For some, the title comes with the culinary diploma. For others, it applies so long as you’re tossing pans in a professional kitchen. A majority, though, believe that you have to earn your stripes before you can be deserving of the title. It’s a matter that treads a thin line. Even so, eyebrows are raised whenever it is attached to a name they deem not worthy of the recognition.

That’s why former restaurant owner Stephanie Zubiri-Crespi is quick to drop the reference. “I always correct people when they call me ‘chef’ because I don’t feel like I’ve earned the right to be called that,” she says.

“I love to cook and did turn it into a business but being a chef entails so much more and is a title that is difficult to earn. In France, you start at the very bottom, as a commis, working your way up to chef de partie then sous chef. Then if you’re lucky, you become chef.”

“I love to cook and did turn it into a business but being a chef entails so much more. In France, you start at the bottom, as a commis, working your way up to chef de partie then sous chef. Then if you’re lucky, you become chef,” says former restaurant owner Stephanie Zubiri-Crespi.

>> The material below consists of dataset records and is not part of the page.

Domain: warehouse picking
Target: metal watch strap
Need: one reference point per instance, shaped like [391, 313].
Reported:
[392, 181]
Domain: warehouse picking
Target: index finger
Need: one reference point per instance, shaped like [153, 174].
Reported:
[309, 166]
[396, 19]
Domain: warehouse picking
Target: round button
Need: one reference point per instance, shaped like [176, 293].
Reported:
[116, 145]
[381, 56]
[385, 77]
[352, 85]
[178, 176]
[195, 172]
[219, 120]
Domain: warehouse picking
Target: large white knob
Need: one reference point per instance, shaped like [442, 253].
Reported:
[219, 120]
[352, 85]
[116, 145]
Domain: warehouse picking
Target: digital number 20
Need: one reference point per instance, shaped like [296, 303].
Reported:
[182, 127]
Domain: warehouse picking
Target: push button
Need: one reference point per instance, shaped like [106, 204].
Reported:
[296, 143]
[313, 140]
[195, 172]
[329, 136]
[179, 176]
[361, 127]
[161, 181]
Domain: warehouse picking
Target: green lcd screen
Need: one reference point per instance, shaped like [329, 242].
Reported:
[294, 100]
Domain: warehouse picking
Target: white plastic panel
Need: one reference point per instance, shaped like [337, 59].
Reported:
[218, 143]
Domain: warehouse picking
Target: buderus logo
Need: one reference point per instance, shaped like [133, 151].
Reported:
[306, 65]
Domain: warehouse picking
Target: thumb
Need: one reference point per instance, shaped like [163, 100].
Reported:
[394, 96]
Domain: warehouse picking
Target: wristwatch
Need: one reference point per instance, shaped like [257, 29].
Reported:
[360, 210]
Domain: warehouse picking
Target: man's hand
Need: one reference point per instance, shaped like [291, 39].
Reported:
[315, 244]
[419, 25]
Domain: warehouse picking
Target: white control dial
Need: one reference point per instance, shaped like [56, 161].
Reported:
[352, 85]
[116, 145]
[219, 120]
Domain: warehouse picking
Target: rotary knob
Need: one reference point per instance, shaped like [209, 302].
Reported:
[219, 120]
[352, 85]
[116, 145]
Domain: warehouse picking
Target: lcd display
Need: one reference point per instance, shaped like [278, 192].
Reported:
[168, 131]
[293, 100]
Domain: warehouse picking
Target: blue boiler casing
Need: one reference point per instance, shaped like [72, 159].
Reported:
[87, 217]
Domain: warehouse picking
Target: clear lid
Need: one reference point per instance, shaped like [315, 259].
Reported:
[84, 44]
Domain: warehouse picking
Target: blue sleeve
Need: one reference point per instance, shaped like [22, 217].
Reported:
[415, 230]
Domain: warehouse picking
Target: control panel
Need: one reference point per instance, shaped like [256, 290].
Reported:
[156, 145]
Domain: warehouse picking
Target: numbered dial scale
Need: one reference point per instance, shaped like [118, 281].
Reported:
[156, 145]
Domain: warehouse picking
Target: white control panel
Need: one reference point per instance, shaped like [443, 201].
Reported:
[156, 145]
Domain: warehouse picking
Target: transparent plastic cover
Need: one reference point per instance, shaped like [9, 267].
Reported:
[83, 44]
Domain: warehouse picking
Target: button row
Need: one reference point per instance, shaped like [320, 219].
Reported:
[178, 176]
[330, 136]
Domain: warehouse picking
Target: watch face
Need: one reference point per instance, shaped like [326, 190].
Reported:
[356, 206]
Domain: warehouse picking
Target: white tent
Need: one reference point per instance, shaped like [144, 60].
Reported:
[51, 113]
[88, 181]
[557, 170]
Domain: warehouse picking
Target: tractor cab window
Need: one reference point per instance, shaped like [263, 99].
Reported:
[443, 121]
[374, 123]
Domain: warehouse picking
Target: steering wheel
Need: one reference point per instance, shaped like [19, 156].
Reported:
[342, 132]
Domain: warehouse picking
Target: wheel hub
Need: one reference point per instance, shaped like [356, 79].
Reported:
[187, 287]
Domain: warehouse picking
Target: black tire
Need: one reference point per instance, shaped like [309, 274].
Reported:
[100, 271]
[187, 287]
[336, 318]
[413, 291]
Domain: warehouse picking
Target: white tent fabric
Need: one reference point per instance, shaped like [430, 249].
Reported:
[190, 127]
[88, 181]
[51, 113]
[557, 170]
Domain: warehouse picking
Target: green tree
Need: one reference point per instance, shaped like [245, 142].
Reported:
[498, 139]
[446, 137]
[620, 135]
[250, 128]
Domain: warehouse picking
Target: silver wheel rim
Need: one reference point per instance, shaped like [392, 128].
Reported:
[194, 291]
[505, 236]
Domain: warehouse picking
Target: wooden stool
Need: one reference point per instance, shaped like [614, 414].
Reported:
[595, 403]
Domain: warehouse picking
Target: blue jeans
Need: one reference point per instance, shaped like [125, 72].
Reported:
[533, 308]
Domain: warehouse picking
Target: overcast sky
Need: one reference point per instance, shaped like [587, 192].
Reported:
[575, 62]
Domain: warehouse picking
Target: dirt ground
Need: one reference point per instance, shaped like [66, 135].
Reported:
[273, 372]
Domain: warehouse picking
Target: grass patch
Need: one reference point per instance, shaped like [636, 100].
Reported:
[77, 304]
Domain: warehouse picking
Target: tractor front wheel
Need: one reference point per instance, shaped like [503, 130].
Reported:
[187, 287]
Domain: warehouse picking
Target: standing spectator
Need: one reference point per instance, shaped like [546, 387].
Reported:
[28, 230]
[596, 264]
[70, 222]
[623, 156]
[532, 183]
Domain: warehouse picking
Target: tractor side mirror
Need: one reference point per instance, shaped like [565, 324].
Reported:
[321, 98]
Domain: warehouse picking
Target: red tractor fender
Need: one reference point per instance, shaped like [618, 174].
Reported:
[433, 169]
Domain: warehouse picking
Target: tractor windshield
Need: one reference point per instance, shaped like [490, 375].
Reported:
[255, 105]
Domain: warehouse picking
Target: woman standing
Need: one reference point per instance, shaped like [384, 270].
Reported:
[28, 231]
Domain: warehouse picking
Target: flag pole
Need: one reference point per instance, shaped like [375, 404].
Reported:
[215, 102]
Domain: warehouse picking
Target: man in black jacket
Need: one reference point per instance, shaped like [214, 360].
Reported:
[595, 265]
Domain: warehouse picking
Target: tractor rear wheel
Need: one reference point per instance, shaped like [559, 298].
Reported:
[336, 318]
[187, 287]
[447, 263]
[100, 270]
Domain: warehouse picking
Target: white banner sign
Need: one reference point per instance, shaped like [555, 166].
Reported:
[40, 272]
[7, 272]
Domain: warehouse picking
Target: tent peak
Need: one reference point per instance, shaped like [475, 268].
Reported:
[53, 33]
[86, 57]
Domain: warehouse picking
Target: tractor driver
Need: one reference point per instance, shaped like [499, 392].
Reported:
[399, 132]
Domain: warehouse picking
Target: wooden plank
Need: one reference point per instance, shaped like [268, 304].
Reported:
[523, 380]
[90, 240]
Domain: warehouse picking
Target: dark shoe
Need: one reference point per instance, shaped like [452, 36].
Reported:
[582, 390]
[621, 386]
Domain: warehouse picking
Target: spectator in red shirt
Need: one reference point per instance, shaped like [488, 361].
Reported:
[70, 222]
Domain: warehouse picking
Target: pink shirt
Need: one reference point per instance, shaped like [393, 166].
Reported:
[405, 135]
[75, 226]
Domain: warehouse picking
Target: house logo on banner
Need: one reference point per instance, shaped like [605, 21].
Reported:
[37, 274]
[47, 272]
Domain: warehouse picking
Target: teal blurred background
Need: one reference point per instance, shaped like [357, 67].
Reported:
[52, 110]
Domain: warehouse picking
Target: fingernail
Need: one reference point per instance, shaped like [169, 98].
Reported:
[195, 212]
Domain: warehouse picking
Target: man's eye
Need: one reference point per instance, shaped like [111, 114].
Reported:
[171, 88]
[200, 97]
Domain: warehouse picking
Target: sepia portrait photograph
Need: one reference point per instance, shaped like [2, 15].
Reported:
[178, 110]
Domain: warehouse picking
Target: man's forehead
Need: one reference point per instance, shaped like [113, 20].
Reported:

Zubiri may have taken basic cuisine at Le Cordon Bleu in Paris back in 2003, but she says after a three-month course she’s still far from being qualified for the title. “It takes years of experience; some people never even make it to chef after 10 to 15 years in the kitchen. I also feel like being a chef has a whole managerial aspect to it—running the kitchen, the staff, costings, inventory—which I’m absolutely horrible at. So yes, ultimately I’m proud to say I’m just a kusinera.”

In the case of celebrity chefs Rachael Ray and Nigella Lawson, neither trained professionally but have made big careers out of cooking with bestselling books and highly rated shows to boot. They profess that they are not trained chefs and have not worked for a long time in a restaurant but have nonetheless been warmly welcomed in their realm and have earned people’s respect in the process. 

The truth is, there is no industry standard, certifying agency, or governing body that decides who can bear the title of chef and who cannot. As with any recognition, it should be given and not self-imposed.

By textbook definition, a chef is a professional cook in charge of running a restaurant kitchen. But in this day and age, industry practitioners such as culinary teachers, TV entertainers, and food brand endorsers are often referred to as chefs as well, be it out of courtesy or, ironically, the lack of a more familiar term.

“It is usually given to someone who is in charge of a kitchen or the head of a team of cooks,” says J Gamboa, who is an active member of the LTB Philippines Chefs Association. “We are supportive of all people and activities that support the culinary profession. We likewise prefer the title of chef be reserved for the professional who makes their living by cooking and holds a supervisory role in a commercial kitchen. Otherwise, the term cook is more appropriate.”

The same sentiment is shared by food writer Micky Fenix, who herself has been called a chef because of her line of work. “It’s an overused term,” she says. “I asked a real chef about that before and he said that the title is supposed to be given to you by your peers.” And that’s how she plays it. “I only call someone a chef if I know he deserves it. For the others, I don’t.”

Partly due to popular media, the elusive title comes with some esteem and form of status not just from the industry but also from the public. And this is perhaps the reason why people want to be called one and consequently, why it has become such a hot debate.

The truth is, there is no industry standard, certifying agency, or governing body that decides who can bear the title of chef and who cannot. As with any recognition, it should be given and not self-imposed. So don’t just claim it because frankly, doing so would be unbecoming of the very title you’re aiming for.